S'il fallait avoir l'expérience de quelque chose pour pouvoir en parler; comme l'affirme Vincent De Raeve; la quasi totalité des livres seraient inutiles et non pertinents. Et quoi, je ne pourrais pas parler d'Hiroshima, du viol, de la Shoah, si je ne les ai pas vécus/subis?  Il est mal informé quand il s'en prend à Anna Sam et à 'Tribulations d'une caissière' au motif qu'on ne connait rien au travail de caissière quand on passe quelques semaines dans une grande surface en observation sociologique, alors qu'elle y travaillait comme caissière et qu'elle a rédigé un blog qui, succès aidant, est devenu un livre. Mais quand bien même, elle n'eut été que sociologue enquêteuse, elle aurait eu le droit de dire. Le recul est souvent absent et c'est souvent fatiguant.

Bon, dans la postface qu'il a écrit deux ans après avoir écrit ce texte, Vincent De Raeve reconnaît quelques maladresses. Il revient sur la rédaction de ce livre. C'est ce qui donne au texte un intérêt pour qui se lance dans l'écriture de son histoire ou d'une partie de celle-ci. On a ici un travail en cours, la naissance d'un écrivain, des pages qui permettent de prendre conscience de ce que le travail d'écriture signifie.
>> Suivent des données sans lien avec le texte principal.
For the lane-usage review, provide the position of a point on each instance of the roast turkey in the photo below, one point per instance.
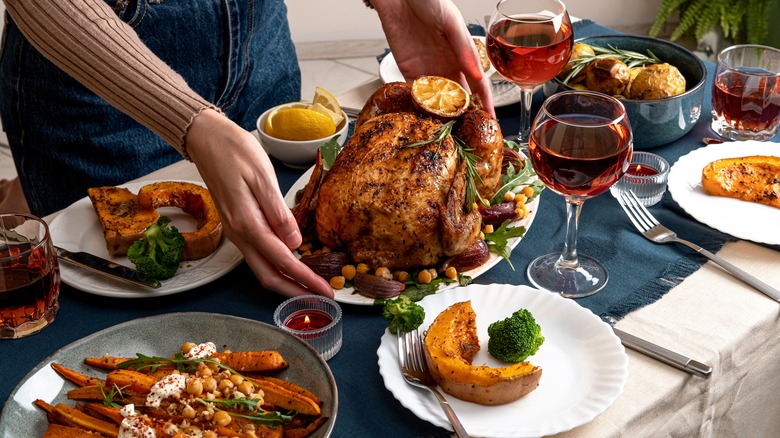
(396, 194)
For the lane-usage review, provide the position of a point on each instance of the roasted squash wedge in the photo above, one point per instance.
(753, 178)
(450, 345)
(194, 200)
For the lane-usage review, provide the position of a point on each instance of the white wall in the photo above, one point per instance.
(329, 20)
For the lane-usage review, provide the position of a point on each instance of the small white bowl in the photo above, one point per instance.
(297, 154)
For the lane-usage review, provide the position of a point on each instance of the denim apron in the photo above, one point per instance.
(237, 54)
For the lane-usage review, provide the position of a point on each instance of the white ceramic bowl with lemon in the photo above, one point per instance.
(293, 132)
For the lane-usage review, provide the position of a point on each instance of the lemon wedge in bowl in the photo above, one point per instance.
(300, 124)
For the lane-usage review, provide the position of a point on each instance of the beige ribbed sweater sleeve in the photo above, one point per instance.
(87, 40)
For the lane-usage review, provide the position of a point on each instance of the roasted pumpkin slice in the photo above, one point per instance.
(194, 200)
(753, 178)
(450, 345)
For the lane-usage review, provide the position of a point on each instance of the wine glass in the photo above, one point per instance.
(580, 145)
(529, 43)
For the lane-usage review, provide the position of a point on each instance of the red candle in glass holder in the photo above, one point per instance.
(305, 320)
(642, 170)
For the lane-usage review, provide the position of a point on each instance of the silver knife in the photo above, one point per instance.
(103, 266)
(664, 355)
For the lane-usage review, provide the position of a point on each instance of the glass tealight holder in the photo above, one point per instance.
(646, 176)
(314, 319)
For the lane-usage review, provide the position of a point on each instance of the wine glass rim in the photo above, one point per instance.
(726, 65)
(45, 238)
(601, 96)
(534, 17)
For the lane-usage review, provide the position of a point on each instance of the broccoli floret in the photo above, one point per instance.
(515, 338)
(402, 314)
(158, 253)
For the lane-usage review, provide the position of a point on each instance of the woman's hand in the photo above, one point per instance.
(255, 217)
(430, 38)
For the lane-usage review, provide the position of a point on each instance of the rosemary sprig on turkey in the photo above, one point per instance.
(464, 154)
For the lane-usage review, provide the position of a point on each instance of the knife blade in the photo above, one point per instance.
(103, 266)
(663, 354)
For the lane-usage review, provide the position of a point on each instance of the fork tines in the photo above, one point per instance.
(636, 212)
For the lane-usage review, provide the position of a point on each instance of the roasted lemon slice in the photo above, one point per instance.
(440, 97)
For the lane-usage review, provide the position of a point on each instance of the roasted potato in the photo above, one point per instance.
(607, 75)
(657, 81)
(579, 51)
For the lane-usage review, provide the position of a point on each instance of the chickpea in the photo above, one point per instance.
(337, 282)
(225, 384)
(209, 384)
(187, 347)
(203, 370)
(188, 412)
(222, 418)
(384, 273)
(246, 387)
(348, 271)
(194, 387)
(424, 277)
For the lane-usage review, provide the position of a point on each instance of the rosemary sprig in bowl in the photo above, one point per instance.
(628, 57)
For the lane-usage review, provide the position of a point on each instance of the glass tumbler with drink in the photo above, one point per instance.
(30, 283)
(746, 93)
(581, 144)
(529, 42)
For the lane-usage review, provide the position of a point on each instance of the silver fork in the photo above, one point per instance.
(415, 372)
(654, 231)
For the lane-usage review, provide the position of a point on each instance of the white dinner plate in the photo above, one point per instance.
(504, 93)
(584, 366)
(348, 294)
(77, 229)
(741, 219)
(21, 419)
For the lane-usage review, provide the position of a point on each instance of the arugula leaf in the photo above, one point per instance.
(498, 240)
(258, 415)
(329, 152)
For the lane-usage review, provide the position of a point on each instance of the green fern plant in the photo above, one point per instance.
(740, 20)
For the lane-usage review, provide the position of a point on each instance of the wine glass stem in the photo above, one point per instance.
(568, 257)
(527, 98)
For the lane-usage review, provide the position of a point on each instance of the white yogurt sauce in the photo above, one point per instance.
(201, 351)
(172, 384)
(133, 427)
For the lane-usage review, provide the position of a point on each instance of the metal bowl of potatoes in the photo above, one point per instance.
(663, 101)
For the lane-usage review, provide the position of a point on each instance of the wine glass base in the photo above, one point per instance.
(586, 278)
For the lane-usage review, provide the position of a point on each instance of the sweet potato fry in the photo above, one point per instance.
(131, 380)
(281, 397)
(75, 376)
(252, 361)
(68, 416)
(60, 431)
(105, 362)
(289, 385)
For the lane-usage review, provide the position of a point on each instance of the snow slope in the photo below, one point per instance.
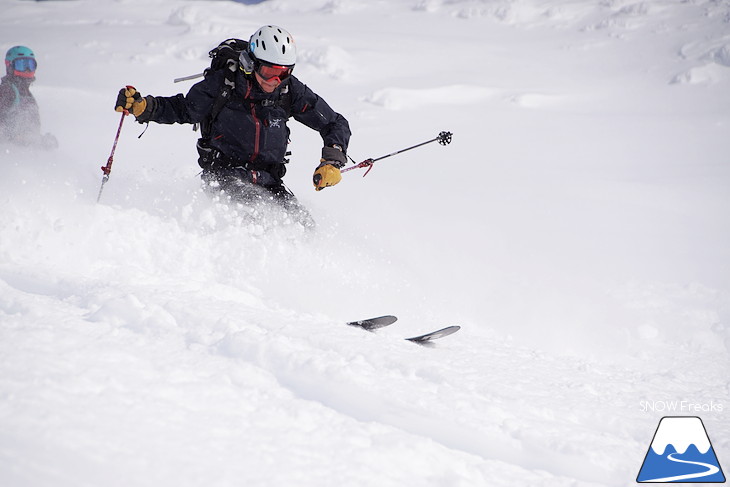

C'est que malgré mes réserves, il reste un texte qui se lit, qui remue, qui force à aller jusqu'au bout.



C'est comme ça que ça finit :

Je suis ému et tranquille. Insatisfait et curieux, fragile. Destructible et invincible à la fois. Je pige un peu. A ma mesure. J'ai approché la liberté. Je l'ai même effleurée une ou deux fois, du bout des doigts. Je sais plus bien quand. Et c'est déjà pas mal pour une vie d'homme debout.


FIN


Vincent de Raeve - L'Usine - Couleurs Livres, 2006.


 

samedi 19 janvier 2013

Douze




On appelle ça la chance du débutant. Comme quand vous jouez aux échecs pour la première fois de votre vie et que vous battez un gars qui y joue depuis longtemps. La chance du débutant donc. Douze, Nick Mc Donell l'a écrit à 17 ans et a été publié.  Bon, c'est vrai que son père était un ponte d'Esquire et de Rolling Stone, qu'un des potes de la famille était Huner Thompson, ça doit aider. N'empêche que ce texte, qui a une dizaine d'années n'a pris aucun coup de vieux. Ca se lit vite, aussi vite que ça a été écrit, mais c'est le but. C'est que tout va très vite dans la vie des adolescents, on bouge vite, on baise vite, on se shoote vite, ... vite vite vite. 

Les 300 et quelques pages sont découpées en scènes/flashes/images très courtes qui montrent Hunter, Claude, Molly, Sara, ... et surtout White Mike aller d'un coup de leur vie à l'autre, d'un rendez-vous à l'autre, d'une idée à l'autre, sans beaucoup réfléchir. C'est que tout doit aller vite. On te bippe, tu vas livrer tes 50gr de shit. On te propose une fiesta, tu y vas. On fait mine de te braquer, tu tires le premier.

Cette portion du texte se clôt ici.